Ma «miracolosamente», nel 2004, per quanto già avesse iniziato ad ansimare, la «tigre celtica» poteva invece (ma non per molto ancora) vantare una serie impressionante di record che la ponevano in testa alle classifiche europee di diversi indicatori (se si fa eccezione del Lussemburgo):
- la riduzione del tasso di disoccupazione al 4,7%, a fronte di un tasso medio nell’area dell’euro dell’8,8%;
- con la creazione di un milione di posti di lavoro, tra il 1991 e il 2001 il tasso d’occupazione complessivo era aumentato di 12 punti, al 67%, e di 15 punti quello delle donne; il tasso d’occupazione maschile era il più alto tra i paesi europei, quello femminile aveva raggiunto la media;
- il più alto Pil per abitante in Europa, se calcolato in parità di potere d’acquisto;
- una crescita del 40% della formazione lorda di capitale fisso a partire dal 1995, e un tasso d’investimento (il 24,4% del Pil) superiore di 5 punti alla media di 25 paesi europei;
- la più alta produttività oraria per occupato, del 30% superiore alla media di 25 paesi europei;
- un volume delle esportazioni pari a più del 90% del Pil (in calo all’80% dal 2003), secondo solo a quello del Lussemburgo, da comparare al 26-27% di Italia, Francia, Spagna, Regno Unito, ed al 35% della Germania;
- la riduzione del debito pubblico sul Pil da più del 70% a sotto il 30% nel 2006, a fronte di una media dei paesi dell’area dell’euro del 78%;
- un bilancio pubblico in attivo dal 1997 al 2007 (ad eccezione del 2002), con un massimo nel 2000 pari al 4,8% del Pil.

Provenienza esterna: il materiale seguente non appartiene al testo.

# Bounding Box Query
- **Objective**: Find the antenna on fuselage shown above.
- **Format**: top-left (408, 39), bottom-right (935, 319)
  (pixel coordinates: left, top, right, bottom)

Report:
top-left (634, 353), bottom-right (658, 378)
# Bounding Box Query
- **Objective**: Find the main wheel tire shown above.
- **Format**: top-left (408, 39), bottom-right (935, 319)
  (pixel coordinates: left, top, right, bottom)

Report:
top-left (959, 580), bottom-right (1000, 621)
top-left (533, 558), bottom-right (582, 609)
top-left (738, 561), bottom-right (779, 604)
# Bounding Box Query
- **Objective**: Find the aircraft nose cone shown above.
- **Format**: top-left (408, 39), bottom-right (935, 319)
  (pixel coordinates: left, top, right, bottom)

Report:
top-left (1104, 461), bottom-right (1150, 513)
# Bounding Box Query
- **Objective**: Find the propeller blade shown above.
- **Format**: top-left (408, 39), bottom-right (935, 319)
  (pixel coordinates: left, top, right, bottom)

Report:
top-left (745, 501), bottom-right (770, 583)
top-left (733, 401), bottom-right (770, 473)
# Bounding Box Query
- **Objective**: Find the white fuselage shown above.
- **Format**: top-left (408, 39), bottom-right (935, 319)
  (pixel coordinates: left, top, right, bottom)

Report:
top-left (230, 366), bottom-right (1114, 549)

Come si vedrà, ovviamente non tutto era oro luccicante, ad esempio per quanto riguarda i servizi sociali o la durata dell’impiego femminile (ed anche per quel che riguarda la questione delle contee del Nord), ma quei dati erano comunque invidiabili, il cambiamento reale.
Qual’era il segreto del «miracolo» irlandese?

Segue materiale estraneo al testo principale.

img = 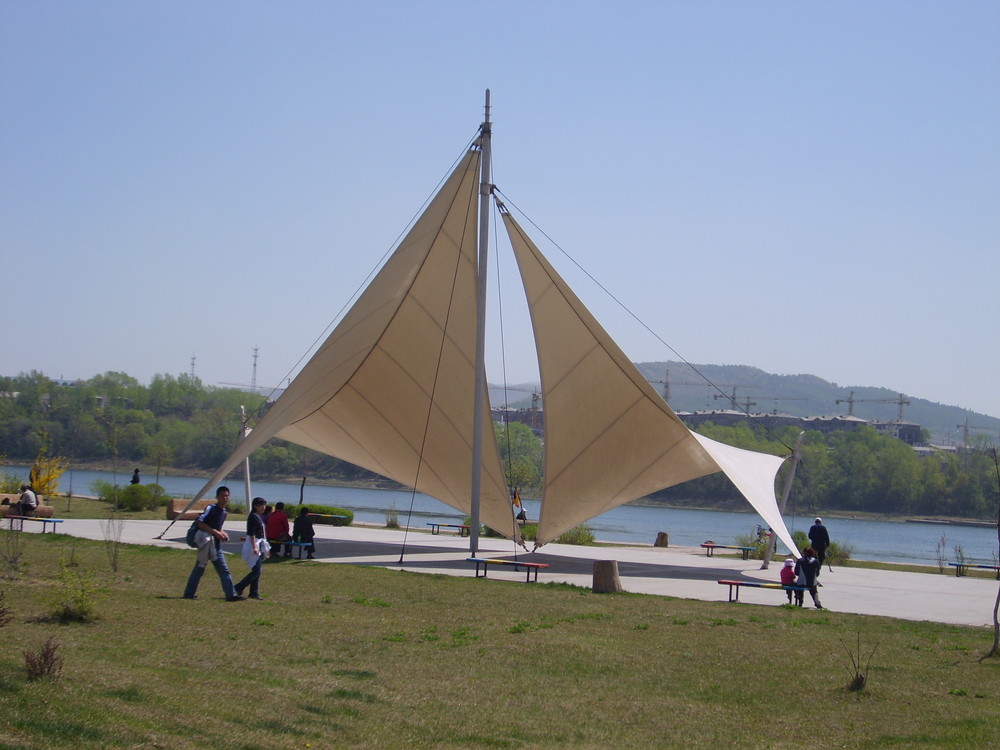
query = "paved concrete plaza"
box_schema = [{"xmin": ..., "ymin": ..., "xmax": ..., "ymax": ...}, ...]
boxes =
[{"xmin": 26, "ymin": 519, "xmax": 1000, "ymax": 627}]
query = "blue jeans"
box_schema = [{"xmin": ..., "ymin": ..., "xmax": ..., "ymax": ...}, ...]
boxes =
[
  {"xmin": 236, "ymin": 555, "xmax": 264, "ymax": 596},
  {"xmin": 184, "ymin": 542, "xmax": 236, "ymax": 599}
]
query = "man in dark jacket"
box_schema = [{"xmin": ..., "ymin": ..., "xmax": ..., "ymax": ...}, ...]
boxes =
[
  {"xmin": 184, "ymin": 487, "xmax": 244, "ymax": 602},
  {"xmin": 292, "ymin": 505, "xmax": 316, "ymax": 560},
  {"xmin": 809, "ymin": 518, "xmax": 830, "ymax": 576}
]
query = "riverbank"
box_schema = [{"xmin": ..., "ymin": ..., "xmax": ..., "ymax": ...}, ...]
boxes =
[{"xmin": 39, "ymin": 462, "xmax": 997, "ymax": 528}]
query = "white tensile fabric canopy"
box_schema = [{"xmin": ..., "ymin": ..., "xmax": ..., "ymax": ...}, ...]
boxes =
[
  {"xmin": 183, "ymin": 150, "xmax": 520, "ymax": 540},
  {"xmin": 180, "ymin": 149, "xmax": 794, "ymax": 550},
  {"xmin": 504, "ymin": 212, "xmax": 795, "ymax": 550}
]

La risposta è semplice: la straordinaria crescita dell’investimento diretto dall’estero (ide in entrata), ovvero dell’investimento da parte delle società multinazionali, in particolare statunitensi.
In prima approssimazione, per l’Irlanda non si trattava di una novità assoluta. Nel tentativo di sfuggire alla dipendenza quasi integrale dalle esportazioni sul mercato britannico, essenzialmente agricole, e per iniziativa del ministro delle finanze Whitaker, già nel 1957 venne promossa una strategia di sviluppo nella quale si metteva fine al protezionismo e si puntava sull’apporto del capitale estero; il piano Whitaker venne implementato dal successore di de Valera, Seán Lemass (primo ministro dal 1959 al 1966), notevole anche per il drastico ridimensionamento della retorica irredentista e per la «distensione» con l’Inghilterra circa le contee del Nord. Agevolazioni fiscali molto favorevoli all’investimento dall’estero nel settore manifatturiero erano già in atto negli anni Sessanta e Settanta, periodo nel quale la Repubblica cambiò effettivamente il suo volto. Già allora le multinazionali statunitensi avevano iniziato ad usare l’Irlanda come una piattaforma per le esportazioni nella Comunità Europea, ma l’adesione alla Cee venne troppo tardi, nel 1973, quando il boom postbellico si era esaurito e subentrava un lungo periodo critico, bloccando la possibilità di uno sviluppo centrato sulle esportazioni. Al contrario, nonostante la relativa crescita degli ide in entrata, specie dopo il 1973, l’allentamento della dipendenza dal mercato inglese, l’importanza dei finanziamenti strutturali e della politica agricola della Cee, nella prima metà degli anni Ottanta l’economia irlandese soffrì in modo particolarmente grave della recessione internazionale e dell’aumento dei tassi di interesse debitori, precipitando in una crisi profondissima, da cui si sarebbe risollevata solo nel decennio successivo.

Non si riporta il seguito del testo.